In early June, a number of people I follow on Twitter linked to this piece by Mathias Meyer entitled “Why Hiring for ‘Culture Fit’ Hurts Your Culture.” Although it was apparently triggered by the specific example of drinking as an example of company culture, Meyer correctly and succinctly articulates a broader definition of culture itself, one that encompasses everything from the copy you use for recruiting to the health merits of the food and drink provided in an office.
Culture, in other words, is everything – in the literal sense – that a company is. Every decision, every activity, every product, every message and every hire is both driven by and representative of an organization’s culture.
In the startup world in particular, culture can be a competitive weapon, a means of asymmetrically competing with larger, better resourced competitors.
If you’re a cash poor startup, you need more than equity to recruit against cushy, well paying gigs with Big Co. Culture is, at least in theory, an asset that differentiates a startup from other opportunities. On the one hand, Big Cos offer stability, good money and real benefits. On the other, startups have higher theoretical upside from a compensation standpoint – but that’s not enough. Enter culture.
Most large company cultures, if they were ever employee-centric, eventually find that that scales poorly. Which is, as an aside, why so many startups that grow past the point of being a startup have significant HR issues. For the smaller startups, however, perks that might not scale to a large organization become a selling point. Startup culture, in other words, is by its very nature intended not just to run a business, but to serve as a recruitment tool.
Which is intrinsically neither good nor bad, in my view. Culture, in this sense, is just a tool. The problem is that while startup culture is designed to appeal to potential employees, what appeals to one employee may be unappealing or impractical for another. And when the fact that one aspect is unappealing or impractical is used as an organizational filter, under the banner of ‘hiring for culture fit,’ you have a problem. Hiring only people like you is not a great approach, for reasons that are hopefully obvious. Worse, it’s both an insidious problem to identify and one that can be difficult to remedy. If a majority of employees have bought into, and to some extent signed up for, an aspect of a given culture that may need to be scaled back or deprecated entirely, they are likely fight it.
All of that being said, I don’t believe Meyer’s answer – “Stop using ‘culture fit’ ” – is necessarily the correct approach. The obvious risk, of course, is throwing the baby out with the bathwater. Instead, it’s important to be absolutely clear on which aspects of your culture – specifically – are being considered during the hiring process.
At RedMonk, for example, alcohol is to some extent a part of our culture. Not in the way that it is for startups, because none of us work in the same city. But in the Monktoberfest and Monki Gras, at least, we deliberately incorporate craft beer into the experience. But while we tried to have some fun with our job description, we have never and will never consider whether someone drinks, or what they drink (even if it’s major domestics), as part of the hiring process. Because it’s simply not relevant to being an analyst, and therefore will never be a part of how we evaluate a candidate for that role.

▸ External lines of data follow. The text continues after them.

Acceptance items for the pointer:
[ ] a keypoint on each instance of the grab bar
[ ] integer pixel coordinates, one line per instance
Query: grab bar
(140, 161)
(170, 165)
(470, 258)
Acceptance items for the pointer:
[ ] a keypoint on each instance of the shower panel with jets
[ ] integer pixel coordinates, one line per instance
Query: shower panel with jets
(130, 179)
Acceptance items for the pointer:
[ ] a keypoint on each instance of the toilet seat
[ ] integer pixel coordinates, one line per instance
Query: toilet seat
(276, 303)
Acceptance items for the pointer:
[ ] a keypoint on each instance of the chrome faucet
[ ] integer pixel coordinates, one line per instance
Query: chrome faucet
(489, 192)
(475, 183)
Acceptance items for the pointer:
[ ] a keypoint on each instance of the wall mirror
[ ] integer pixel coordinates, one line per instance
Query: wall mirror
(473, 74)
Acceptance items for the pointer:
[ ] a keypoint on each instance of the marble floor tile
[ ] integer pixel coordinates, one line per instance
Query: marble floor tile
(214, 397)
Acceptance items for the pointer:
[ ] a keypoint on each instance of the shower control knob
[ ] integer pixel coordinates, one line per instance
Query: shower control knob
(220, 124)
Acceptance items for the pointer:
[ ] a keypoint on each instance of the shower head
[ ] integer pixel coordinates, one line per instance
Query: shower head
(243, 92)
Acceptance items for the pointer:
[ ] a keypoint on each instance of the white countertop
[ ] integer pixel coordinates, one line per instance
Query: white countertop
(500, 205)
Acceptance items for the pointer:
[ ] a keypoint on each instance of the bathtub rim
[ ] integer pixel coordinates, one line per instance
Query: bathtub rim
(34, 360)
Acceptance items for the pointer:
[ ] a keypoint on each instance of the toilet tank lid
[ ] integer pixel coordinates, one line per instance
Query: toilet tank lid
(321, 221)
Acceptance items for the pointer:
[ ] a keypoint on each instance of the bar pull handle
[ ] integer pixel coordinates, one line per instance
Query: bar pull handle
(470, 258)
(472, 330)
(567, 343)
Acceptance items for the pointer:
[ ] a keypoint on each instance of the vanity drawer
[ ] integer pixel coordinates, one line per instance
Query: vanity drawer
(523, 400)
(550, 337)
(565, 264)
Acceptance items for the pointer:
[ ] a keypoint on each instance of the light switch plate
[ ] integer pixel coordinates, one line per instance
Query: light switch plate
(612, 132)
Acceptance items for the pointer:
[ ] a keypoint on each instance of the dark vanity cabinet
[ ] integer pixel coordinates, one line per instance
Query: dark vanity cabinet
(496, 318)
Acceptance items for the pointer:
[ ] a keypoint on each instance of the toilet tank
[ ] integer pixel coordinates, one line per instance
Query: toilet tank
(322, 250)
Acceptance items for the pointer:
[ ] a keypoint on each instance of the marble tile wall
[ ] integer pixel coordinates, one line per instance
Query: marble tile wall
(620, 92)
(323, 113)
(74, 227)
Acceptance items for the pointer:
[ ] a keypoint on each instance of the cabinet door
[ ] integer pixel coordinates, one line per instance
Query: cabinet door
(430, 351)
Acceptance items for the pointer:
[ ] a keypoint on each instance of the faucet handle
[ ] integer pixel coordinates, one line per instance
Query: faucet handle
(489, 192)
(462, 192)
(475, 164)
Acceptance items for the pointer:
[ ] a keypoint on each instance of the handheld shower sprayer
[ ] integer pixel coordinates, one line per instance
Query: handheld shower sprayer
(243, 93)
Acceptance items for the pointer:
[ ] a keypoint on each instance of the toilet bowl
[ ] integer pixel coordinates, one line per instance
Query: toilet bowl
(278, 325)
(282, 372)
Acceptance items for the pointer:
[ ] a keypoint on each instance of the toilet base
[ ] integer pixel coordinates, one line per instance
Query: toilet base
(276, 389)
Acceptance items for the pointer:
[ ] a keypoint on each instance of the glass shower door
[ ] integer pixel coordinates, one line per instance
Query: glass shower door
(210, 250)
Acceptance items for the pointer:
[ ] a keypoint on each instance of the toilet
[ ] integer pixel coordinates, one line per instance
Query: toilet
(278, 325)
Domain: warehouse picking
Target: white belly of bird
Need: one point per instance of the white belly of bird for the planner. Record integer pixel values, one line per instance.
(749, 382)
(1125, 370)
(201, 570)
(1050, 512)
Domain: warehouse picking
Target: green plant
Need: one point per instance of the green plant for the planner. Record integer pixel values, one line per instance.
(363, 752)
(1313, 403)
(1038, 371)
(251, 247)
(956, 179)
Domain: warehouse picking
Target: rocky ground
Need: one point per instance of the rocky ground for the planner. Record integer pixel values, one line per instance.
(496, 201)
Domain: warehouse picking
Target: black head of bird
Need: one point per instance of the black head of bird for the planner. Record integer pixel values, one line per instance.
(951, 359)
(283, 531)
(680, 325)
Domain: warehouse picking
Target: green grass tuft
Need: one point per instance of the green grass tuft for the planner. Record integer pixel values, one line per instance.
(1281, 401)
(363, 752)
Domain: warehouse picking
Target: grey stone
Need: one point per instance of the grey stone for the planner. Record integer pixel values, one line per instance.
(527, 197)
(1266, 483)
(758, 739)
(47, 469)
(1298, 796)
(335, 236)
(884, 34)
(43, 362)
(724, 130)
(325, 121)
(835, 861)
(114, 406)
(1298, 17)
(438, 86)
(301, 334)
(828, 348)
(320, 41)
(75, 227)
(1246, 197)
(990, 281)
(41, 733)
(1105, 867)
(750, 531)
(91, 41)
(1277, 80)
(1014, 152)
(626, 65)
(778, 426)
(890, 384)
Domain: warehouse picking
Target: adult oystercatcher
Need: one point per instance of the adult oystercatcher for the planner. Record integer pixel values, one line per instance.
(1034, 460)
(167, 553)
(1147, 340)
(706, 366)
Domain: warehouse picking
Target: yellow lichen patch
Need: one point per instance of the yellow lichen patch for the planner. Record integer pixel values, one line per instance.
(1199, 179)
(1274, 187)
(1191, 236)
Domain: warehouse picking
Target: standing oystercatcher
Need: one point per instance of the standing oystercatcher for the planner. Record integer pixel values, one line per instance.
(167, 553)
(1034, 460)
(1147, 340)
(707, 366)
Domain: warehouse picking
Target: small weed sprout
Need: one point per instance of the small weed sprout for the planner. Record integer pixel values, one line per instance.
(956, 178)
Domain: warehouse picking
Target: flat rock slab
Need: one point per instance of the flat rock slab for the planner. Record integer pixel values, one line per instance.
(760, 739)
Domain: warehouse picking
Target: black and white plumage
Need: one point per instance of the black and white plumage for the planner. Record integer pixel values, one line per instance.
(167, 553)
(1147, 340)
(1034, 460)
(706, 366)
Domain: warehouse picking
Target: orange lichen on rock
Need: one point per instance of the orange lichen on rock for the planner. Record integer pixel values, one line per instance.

There are cultural aspects, however, that are critical to us. Personality, for example, is important. Whether someone fits into our distributed culture, for example, is very relevant to us, as is our estimation of how they will in the cultural sense represent RedMonk while at events, with clients and so on. The most crucial cultural consideration, however, is whether a candidate believes in what we do. While we are not blind to other lenses, we are passionate about the importance of developers at RedMonk and believe that this underpins the work that we produce. If someone lacks that same passion, they probably aren’t a great fit for us.
There seems to be little question, ultimately, that hiring for “culture fit” can be a mistake, one that reinforces organizational stereotypes and limits organizational diversity. As someone put it to me recently, when you hire your friends, you’re likely to look around eventually and realize that a number of them were hired just because they were your friends, not on their merits – and they’re simply happy to be there. Which is a problem for everyone.
But removing “culture fit” from the equation entirely seems to be an over-rotation in the opposite direction, one that may lead to the hire of employees who are legitimately poor fits for one reason or another.
Instead of dismissing ‘culture fit’ entirely, then, the best approach seems to be to whittle down the huge, unmanageably broad definition of culture down to just those few characteristics that do matter. There are many more aspects of a given culture that don’t matter than do, and should have no impact on hiring. But there are always a few that should play a role, so understanding what those are and being explicit about them is key.